The screening process for osteomyelitis is dynamic and intervals will fluctuate with each patient. Although data is limited with respect to the efficacy of screening, the benefits far outweigh risks associated with lack of detection for these patients.
In short, it is a wise practice to frequently consider whether osteomyelitis screening is prudent for your ulcer patient. One should also develop a screening algorithm for osteomyelitis if you do not already have one in place.
Dr. Elmarsafi is a fellowship-trained foot and ankle surgeon, and an Associate of the American College of Foot and Ankle Surgeons.

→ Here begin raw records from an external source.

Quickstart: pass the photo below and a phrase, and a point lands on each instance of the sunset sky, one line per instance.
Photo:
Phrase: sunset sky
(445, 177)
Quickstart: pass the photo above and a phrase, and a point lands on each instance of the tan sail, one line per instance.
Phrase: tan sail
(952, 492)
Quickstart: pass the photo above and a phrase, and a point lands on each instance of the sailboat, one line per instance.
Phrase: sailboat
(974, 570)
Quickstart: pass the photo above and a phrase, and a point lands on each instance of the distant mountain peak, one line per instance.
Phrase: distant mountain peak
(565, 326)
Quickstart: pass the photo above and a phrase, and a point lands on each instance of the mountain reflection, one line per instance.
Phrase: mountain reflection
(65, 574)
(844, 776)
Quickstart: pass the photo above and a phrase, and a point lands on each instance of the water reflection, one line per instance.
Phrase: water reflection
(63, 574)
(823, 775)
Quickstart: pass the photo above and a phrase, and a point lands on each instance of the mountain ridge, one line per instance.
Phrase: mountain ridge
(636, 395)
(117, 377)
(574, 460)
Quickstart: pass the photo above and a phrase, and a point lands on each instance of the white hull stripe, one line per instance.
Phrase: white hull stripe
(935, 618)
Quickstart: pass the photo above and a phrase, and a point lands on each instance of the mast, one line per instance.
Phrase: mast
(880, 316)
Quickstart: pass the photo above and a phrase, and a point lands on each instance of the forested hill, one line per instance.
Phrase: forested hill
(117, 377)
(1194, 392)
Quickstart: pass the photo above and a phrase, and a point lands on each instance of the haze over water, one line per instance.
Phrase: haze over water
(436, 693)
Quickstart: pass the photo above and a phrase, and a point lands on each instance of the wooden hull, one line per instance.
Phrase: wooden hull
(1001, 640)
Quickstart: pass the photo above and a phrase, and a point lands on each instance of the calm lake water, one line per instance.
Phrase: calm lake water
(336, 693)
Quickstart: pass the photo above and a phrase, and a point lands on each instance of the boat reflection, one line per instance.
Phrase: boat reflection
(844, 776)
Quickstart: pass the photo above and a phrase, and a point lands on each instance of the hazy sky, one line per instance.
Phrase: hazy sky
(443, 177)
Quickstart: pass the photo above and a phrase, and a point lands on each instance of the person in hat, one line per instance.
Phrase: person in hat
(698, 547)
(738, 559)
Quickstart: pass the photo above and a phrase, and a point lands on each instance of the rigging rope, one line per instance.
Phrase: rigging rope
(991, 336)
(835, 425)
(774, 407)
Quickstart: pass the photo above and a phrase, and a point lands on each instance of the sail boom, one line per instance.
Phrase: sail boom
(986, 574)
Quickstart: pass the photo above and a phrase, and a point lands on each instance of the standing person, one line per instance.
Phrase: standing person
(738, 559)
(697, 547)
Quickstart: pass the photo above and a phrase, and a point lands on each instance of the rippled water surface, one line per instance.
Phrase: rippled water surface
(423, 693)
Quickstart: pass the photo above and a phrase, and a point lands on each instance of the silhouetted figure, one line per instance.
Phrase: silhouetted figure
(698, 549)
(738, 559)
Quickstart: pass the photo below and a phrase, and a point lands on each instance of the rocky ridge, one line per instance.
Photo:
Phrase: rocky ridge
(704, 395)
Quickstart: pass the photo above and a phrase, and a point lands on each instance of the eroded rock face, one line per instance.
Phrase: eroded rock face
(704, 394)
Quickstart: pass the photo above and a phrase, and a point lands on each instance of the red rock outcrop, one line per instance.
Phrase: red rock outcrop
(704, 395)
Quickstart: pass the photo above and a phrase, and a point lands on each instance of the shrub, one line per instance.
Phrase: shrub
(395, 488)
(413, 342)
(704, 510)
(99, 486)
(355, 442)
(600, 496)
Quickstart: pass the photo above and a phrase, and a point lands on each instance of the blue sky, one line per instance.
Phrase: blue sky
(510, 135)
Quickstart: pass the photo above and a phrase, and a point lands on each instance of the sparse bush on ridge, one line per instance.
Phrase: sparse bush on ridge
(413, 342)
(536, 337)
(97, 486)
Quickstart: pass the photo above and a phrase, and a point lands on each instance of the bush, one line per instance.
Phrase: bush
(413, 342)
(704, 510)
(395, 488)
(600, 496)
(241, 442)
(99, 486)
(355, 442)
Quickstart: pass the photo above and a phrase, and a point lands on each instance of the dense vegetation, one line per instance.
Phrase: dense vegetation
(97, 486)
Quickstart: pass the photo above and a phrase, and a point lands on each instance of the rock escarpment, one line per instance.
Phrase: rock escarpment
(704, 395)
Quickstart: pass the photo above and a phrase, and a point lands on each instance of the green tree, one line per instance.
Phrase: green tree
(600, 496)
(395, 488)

1. Aragón‐Sánchez J, Lipsky BA, Lázaro‐ Martínez JL. Diagnosing diabetic foot osteomyelitis: is the combination of probe‐to‐bone test and plain radiography sufficient for high‐risk inpatients? Diabet Med. 2011;28(2):191-194.
2. Butalia S, Palda VA, Sargeant RJ, Detsky AS, Mourad O. Does this patient with diabetes have osteomyelitis of the lower extremity?. JAMA. 2008;299(7):806-813.
3. Crim BE, Wukich DK. Osteomyelitis of the foot and ankle in the diabetic population: diagnosis and treatment. J Diabet Foot Complic. 2010;1(2):26-35.
4. Donegan R, Sumpio B, Blume PA. Charcot foot and ankle with osteomyelitis. Diabet Foot Ankle. 2013. Available at: https:// www.ncbi.nlm.nih.gov/pmc/articles/ PMC3789286/pdf/DFA-4-21361.pdf . Published October 1, 2013. Accessed November 13, 2020.
5. Elamurugan TP, Jagdish S, Kate V, Parija SC. Role of bone biopsy specimen culture in the management of diabetic foot osteomyelitis. Int J Surg. 2011;9(3):214-216.